Your software became the safest way to write millions of words, plan my essays, and draft and redraft stupid poems that eventually looked semi-decent. It didn’t crash; it was reliable, and it meant that on those terrible, very bad days, I could lie in bed and do something with myself instead of melting into a blob. When my eyes saw letters as pointy and could hardly read things, I had a great setup that allowed me to push through. I consider Scrivener to be on the same level as my other accessibility tools because it enables me to do the things that I love on my good and bad days.

NaNoWriMo is clearly beyond saving. Scrivener is not. You do not need to go down with this ship. So many of us would support you with the same devotion we once showed NaNoWriMo. If you think I wouldn’t live out the dreams of my younger self, who aspired to deck herself out in NaNoWriMo merch from head to toe, you’re wrong.

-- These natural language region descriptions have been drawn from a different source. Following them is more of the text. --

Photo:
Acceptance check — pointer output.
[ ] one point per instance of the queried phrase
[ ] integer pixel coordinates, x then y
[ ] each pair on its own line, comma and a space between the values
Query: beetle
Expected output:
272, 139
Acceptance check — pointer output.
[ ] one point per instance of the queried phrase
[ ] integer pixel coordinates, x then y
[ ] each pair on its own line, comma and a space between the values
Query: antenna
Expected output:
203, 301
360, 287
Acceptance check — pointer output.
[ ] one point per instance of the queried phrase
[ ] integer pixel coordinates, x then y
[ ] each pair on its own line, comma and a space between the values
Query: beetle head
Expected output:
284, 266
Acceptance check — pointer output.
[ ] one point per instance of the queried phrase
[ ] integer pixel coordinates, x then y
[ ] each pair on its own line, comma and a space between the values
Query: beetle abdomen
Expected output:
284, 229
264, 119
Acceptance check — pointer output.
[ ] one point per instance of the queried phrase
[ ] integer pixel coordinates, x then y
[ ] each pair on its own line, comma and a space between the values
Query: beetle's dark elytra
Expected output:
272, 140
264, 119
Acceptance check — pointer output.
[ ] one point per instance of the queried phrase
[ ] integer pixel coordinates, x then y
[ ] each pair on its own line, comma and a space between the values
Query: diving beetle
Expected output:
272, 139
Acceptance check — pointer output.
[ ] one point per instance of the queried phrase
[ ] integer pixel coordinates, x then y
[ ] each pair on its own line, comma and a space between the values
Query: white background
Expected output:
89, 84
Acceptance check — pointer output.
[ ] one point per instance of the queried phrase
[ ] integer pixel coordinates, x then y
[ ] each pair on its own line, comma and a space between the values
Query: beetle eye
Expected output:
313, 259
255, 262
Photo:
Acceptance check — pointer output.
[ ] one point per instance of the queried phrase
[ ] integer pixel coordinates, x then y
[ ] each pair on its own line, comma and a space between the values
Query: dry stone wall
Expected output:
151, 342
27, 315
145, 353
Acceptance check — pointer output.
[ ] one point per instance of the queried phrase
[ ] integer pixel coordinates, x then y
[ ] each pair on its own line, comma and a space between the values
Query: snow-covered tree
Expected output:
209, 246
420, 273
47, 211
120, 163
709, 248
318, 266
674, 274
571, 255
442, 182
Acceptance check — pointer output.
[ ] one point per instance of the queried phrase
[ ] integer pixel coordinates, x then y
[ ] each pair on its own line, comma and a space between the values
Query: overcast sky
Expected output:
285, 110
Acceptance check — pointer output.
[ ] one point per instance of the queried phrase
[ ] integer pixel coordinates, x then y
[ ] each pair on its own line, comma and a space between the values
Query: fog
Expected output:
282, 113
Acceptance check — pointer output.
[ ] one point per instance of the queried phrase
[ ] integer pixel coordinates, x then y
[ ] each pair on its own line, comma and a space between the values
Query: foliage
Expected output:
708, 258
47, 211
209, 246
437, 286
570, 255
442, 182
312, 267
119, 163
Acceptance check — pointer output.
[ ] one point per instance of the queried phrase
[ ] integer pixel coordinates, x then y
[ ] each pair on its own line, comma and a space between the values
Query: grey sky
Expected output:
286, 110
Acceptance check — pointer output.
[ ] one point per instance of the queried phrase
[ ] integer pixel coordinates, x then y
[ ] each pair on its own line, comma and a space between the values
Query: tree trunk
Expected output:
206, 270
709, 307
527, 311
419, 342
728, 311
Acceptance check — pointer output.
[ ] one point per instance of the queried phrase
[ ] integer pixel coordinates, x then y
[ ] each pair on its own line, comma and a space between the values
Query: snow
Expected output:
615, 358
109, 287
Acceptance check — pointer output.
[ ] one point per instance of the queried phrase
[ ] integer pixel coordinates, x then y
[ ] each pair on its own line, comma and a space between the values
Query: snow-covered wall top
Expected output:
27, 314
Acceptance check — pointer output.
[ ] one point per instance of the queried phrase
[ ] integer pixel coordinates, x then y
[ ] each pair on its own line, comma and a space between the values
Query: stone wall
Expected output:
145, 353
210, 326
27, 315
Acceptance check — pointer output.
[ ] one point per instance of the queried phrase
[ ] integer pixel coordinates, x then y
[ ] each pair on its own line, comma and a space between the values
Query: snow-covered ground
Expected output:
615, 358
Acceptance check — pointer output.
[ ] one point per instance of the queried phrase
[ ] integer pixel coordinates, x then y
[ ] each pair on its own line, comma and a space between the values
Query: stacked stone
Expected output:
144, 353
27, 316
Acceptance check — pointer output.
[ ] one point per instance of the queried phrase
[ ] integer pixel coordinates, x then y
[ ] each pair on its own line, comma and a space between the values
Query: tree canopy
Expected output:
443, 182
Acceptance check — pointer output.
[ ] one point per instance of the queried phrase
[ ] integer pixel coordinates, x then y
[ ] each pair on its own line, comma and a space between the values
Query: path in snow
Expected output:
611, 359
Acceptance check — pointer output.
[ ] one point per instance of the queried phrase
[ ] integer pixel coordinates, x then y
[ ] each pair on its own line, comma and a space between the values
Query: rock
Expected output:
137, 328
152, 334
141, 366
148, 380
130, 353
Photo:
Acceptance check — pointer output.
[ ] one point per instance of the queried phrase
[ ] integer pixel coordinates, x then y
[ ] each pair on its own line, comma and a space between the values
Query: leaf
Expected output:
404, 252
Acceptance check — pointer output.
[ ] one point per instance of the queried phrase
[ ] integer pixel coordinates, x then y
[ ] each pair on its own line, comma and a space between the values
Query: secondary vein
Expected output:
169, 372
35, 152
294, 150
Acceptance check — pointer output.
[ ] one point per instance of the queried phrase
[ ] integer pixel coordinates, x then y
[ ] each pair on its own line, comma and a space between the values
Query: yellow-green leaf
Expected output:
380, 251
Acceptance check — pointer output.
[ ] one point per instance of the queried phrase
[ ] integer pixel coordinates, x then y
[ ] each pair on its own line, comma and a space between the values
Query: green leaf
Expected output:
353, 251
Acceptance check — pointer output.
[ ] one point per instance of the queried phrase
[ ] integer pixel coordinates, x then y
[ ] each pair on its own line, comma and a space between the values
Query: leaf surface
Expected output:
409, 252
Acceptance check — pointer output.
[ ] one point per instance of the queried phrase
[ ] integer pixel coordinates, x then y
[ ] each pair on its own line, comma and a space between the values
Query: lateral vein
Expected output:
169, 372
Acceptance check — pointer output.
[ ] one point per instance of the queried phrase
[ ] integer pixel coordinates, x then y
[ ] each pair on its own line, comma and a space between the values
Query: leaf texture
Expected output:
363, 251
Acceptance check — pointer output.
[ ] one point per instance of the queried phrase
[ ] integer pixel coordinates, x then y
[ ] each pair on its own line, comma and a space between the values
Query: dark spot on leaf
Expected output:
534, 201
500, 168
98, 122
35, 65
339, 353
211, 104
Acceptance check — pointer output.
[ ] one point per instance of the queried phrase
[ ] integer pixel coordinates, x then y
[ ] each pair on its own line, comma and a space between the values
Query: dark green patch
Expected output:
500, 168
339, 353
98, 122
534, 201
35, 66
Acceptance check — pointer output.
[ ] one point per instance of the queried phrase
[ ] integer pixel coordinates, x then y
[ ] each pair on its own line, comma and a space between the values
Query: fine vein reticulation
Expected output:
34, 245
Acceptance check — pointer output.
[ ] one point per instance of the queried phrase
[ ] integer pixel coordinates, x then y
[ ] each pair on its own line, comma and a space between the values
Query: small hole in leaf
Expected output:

At least Scrivener hasn’t harboured a damn child predator and decided their best approach was to let them die.

This is not me being reactive and refusing to give NaNoWriMo grace. Collectively, I’m sure most of us have given NaNoWriMo what borders on too much grace. Push aside your feelings on AI (I know, it’s tough!) and look at the situation.

Do you want to be known as one of the sponsors that decided children were acceptable collateral damage because paid members of staff didn’t want to do their jobs? An endorsement on their sponsor page is a sign that I should stay away from your software. And a diplomatic stepping away indicates that you appear to care about the very real victims, some of whom I know are still watching the situation closely. It is reassuring to somebody like me, who feels tremendous guilt over sending young people to what I thought was a safe space.

You can reach people through NaNoWriMo. But will they be the same people with four licenses seeking you out on your forums and engaging with you and your community? You have summoned some of the most devoted lovers of NaNoWriMo who knew when it was time to step away. If they are anything like me, they want to ensure that your software doesn’t get caught in the crossfire because they see the merit in what you offer to the world.

It’s your prerogative to decide whether or not you want to go down with them. If I didn’t know the nitty-gritty details of what they allowed to go on, perhaps I’d applaud your devotion to them. But I can’t. You offer something helpful to the world, where NaNoWriMo seems committed to causing harm.